Citazioni e itinerario critico di Manet

(citazioni tratte dai “Classici dell’Arte”, Rizzoli Editore)

Cosa hanno detto le più autorevoli voci della Storia dell’arte su Manet:

La pittura di Manet non attinge punto le sue qualità intrinseche dalla novità e dall’avvenire, mentre l’Impressionismo è quasi tutto nel nuovo, perché deriva da una nuova percezio­ne del colore, quasi da un fatto nuovo della retina e dei centri sensori che a questa retina modificata son legati. Manet è invece un gran pittore della macchia larga, schiettamente affermato nei chiari e negli scuri : come l’hanno veduta i veneziani, Velàzquez e, secondo quanto mi si dice, il Goya, che non ho veduto. Molteplici toni paonazzetti del Manet tiepoleggiano e sotto alla trascuratezza apparente di una tavolozza da imbianchini, si disegnano rigidi e robusti i contorni di un forte disegnatore … Egli è fra gli ultimi grandi maestri del passato e sulla porta dei grandi maestri dell’avvenire. D. martelli, in “Fieramosca”, 1884.

[Manet] emana gaiezza : una gaiezza comunicativa, come tutta la sua serena filosofia. Così l’ho visto io. Un’anima soleggiata, che amo.                De Nittis, notes et souvenirs 1895.

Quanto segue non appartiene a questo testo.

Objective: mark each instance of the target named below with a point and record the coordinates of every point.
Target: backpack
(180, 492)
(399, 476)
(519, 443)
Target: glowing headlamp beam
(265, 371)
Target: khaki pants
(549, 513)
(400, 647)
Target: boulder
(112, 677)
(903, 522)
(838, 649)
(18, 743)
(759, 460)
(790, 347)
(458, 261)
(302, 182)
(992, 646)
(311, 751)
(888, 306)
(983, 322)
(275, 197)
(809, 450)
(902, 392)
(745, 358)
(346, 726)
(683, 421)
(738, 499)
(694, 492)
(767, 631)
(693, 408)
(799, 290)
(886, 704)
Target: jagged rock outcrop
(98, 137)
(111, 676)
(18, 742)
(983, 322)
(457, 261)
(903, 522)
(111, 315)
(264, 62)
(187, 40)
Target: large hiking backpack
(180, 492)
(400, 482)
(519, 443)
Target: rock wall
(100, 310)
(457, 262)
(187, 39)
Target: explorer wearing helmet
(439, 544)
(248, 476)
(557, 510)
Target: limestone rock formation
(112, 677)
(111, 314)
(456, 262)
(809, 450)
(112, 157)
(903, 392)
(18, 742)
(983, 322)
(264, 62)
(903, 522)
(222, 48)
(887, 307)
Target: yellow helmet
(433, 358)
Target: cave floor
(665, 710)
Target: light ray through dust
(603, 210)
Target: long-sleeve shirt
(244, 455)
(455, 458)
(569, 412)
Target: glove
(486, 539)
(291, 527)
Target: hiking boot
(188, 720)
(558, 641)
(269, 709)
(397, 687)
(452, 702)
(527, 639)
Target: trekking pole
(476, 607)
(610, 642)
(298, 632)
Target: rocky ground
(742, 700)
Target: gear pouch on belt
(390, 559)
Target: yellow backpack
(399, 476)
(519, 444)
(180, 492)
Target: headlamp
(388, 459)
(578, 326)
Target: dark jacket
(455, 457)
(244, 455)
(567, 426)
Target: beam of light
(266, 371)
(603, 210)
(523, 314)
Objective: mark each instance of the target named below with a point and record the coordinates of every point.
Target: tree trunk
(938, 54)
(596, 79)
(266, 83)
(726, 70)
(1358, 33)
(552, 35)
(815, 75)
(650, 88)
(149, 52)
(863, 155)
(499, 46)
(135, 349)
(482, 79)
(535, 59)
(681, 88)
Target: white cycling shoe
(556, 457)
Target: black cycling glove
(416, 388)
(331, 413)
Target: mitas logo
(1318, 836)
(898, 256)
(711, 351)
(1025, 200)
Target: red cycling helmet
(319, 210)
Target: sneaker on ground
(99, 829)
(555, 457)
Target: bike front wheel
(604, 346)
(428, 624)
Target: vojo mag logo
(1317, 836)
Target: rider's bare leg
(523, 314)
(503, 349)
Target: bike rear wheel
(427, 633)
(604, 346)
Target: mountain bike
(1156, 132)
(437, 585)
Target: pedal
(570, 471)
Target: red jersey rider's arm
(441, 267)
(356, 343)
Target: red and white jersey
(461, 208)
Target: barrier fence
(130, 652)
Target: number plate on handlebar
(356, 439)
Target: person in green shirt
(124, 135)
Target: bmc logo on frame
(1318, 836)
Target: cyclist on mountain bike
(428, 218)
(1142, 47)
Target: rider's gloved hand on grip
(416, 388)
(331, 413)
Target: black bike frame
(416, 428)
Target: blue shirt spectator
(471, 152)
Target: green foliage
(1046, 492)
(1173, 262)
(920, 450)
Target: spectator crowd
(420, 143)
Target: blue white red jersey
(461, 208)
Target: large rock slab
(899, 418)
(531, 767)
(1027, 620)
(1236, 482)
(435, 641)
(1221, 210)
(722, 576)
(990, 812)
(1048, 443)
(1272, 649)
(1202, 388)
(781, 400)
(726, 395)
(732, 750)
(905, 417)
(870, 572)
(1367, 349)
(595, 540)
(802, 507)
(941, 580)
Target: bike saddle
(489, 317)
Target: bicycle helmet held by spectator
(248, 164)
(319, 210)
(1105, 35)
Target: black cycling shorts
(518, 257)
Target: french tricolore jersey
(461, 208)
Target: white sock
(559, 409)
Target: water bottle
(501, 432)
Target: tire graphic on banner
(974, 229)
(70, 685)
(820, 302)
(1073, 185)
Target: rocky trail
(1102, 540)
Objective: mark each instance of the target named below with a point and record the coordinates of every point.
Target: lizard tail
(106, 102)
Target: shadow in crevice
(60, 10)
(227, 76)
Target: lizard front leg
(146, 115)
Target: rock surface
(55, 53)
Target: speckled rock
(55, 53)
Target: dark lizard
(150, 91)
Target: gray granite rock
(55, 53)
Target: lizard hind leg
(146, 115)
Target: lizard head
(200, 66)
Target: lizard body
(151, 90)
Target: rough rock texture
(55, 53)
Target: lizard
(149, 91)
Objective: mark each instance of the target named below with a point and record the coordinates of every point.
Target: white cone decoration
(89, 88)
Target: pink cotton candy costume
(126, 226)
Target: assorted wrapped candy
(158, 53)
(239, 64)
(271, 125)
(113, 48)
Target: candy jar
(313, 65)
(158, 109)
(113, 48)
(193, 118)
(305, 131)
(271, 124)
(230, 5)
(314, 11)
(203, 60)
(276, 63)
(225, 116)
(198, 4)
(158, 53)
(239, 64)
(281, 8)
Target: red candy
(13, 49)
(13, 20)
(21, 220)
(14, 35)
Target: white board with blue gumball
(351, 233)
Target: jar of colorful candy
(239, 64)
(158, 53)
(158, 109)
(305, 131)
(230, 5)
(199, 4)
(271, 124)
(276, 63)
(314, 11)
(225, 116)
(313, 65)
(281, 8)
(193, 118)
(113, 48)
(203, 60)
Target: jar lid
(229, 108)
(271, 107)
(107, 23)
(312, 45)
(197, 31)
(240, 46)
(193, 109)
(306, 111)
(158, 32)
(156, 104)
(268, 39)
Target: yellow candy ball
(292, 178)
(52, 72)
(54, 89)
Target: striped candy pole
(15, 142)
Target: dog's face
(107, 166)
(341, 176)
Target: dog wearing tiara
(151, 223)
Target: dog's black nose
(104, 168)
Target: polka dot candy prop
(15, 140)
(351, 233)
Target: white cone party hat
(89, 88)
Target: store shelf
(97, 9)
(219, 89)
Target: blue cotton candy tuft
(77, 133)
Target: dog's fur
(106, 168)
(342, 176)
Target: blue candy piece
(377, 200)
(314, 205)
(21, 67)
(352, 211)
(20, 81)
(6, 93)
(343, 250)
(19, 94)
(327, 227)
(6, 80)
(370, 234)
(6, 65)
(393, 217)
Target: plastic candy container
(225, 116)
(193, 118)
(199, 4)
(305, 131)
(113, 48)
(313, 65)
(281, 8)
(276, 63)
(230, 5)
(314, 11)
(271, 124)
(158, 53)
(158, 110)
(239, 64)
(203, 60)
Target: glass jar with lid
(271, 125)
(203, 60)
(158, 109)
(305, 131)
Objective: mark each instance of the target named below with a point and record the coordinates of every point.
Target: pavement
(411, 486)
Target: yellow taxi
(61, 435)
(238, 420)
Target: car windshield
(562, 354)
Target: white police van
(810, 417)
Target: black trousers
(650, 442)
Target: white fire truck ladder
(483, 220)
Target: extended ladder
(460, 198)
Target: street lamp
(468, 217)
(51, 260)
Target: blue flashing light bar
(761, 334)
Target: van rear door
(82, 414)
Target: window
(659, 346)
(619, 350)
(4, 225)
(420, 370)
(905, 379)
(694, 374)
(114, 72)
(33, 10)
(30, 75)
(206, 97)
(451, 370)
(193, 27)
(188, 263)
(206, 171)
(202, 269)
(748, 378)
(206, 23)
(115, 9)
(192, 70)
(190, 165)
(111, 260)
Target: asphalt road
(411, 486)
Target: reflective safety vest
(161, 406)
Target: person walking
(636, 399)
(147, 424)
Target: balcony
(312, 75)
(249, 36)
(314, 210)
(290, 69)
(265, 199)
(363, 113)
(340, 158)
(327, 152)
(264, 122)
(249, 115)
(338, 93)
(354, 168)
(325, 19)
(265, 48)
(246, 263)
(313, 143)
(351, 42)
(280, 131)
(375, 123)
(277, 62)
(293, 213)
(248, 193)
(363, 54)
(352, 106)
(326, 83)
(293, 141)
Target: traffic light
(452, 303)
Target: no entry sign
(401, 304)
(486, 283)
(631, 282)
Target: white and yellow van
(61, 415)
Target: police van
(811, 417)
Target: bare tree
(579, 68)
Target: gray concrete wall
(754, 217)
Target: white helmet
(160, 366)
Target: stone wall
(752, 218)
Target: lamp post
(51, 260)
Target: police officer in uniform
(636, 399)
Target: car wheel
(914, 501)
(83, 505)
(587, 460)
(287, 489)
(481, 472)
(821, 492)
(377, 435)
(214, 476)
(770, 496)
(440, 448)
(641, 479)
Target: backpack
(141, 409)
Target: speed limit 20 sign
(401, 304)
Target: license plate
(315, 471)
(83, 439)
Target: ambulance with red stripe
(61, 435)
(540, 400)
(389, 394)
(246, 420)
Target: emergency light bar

In Manet, l’occhio svolgeva un ruolo tanto grande, che Parigi non ha mai conosciuto qualcuno che andasse a zonzo come lui, e più utilmente di lui. Quando arrivavano le giornate d’inverno, in cui la nebbia ovatta la luce fin dal mattino, al punto che ogni attività pittorica nello studio diventa impossibile, toglievamo le tende correndo verso i viali esterni. Là, egli disegnava sul suo taccuino una cosa da niente, un profilo, un cappello; insomma, un’impressione fuggevole. E quando, il giorno dopo, un compagno gli diceva, sfogliando il taccuino : ” Questo dovresti finirlo”, si torceva dal ridere. “Mi prendi per un pit­tore di storia”, diceva. ‘Pittore di storia’ era, nella sua bocca, l’ingiuria più sanguinosa che si potesse fare a un’artista. A. proust, in “Revue blanche”,  febbraio 1897.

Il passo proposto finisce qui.